When I was in San Francisco during the 80s I was in my punk rock phase and my very favorite Thrift Store was a Purple Heart near Mission and Duboce. I found clothes to shred to go with my black leather jacket and Docs as well as jeans and clothes to wear to work.
I also had a Goodwill Store I liked.
Even then I sort of tried to avoid the Sallies… Part of growing up with labor pink diapers and a political education by Pete Seeger, The Weavers and Woody Guthrie. I always remember Joe Hill and the songs of the I.W.W. regarding the Salvation Army.

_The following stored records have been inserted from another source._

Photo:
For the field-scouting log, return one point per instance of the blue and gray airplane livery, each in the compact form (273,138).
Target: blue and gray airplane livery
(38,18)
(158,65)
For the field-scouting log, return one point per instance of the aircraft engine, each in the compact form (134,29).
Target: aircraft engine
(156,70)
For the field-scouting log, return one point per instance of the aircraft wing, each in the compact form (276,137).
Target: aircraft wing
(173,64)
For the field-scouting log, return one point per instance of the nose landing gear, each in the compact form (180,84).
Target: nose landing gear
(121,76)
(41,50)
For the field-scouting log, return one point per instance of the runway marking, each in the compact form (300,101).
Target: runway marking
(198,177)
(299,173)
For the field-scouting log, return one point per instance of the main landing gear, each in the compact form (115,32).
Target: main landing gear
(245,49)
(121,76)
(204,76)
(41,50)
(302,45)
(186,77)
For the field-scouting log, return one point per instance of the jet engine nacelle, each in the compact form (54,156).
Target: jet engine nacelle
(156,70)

In LA I continued to patronize the Goodwill Stores and a chain called Out of the Closet which helped finance AIDS project LA.
So after I posted a thing last week about the Salvation Army I was wondering what I could find to balance it out.
Then I came across the following:
Goodwill thrives at San Francisco thrift store
From SF Gate: http://www.sfgate.com/cgi-bin/article.cgi?f=/n/a/2010/11/28/national/a094415S53.DTL#ixzz16hdieDFE
By LISA LEFF, Associated Press
So when a prime piece of commercial real estate languished vacant in the predominantly gay Castro district, activists and city officials saw an opportunity to put a dent in the problem. The result is the nation’s first Goodwill, and perhaps the first store of any kind, designed as a jobs program for workers whose genders are different from the ones they had at birth.
Seven of the shop’s nine employees are transgender, most of them women who used to be men. Like the donated merchandise they collect and sell, all are looking for new lives. They were referred to Goodwill by the Transgender Economic Empowerment Initiative, a nonprofit training and employment service that also places workers with Macy’s, Trader Joe’s, Bank of America and other supportive companies.
Complete article at: http://www.sfgate.com/cgi-bin/article.cgi?f=/n/a/2010/11/28/national/a094415S53.DTL#ixzz16pVtELlV

11/30/2010 at 11:48 pm
Luckily, the SA left Bowling Green some years ago, so I have no problem boycotting them.
My ex-sister-in-law’s mom was the store manager there for some years, and she always made sure to take all of the best clothes and toys for her granddaughters before they were put on the racks and shelves.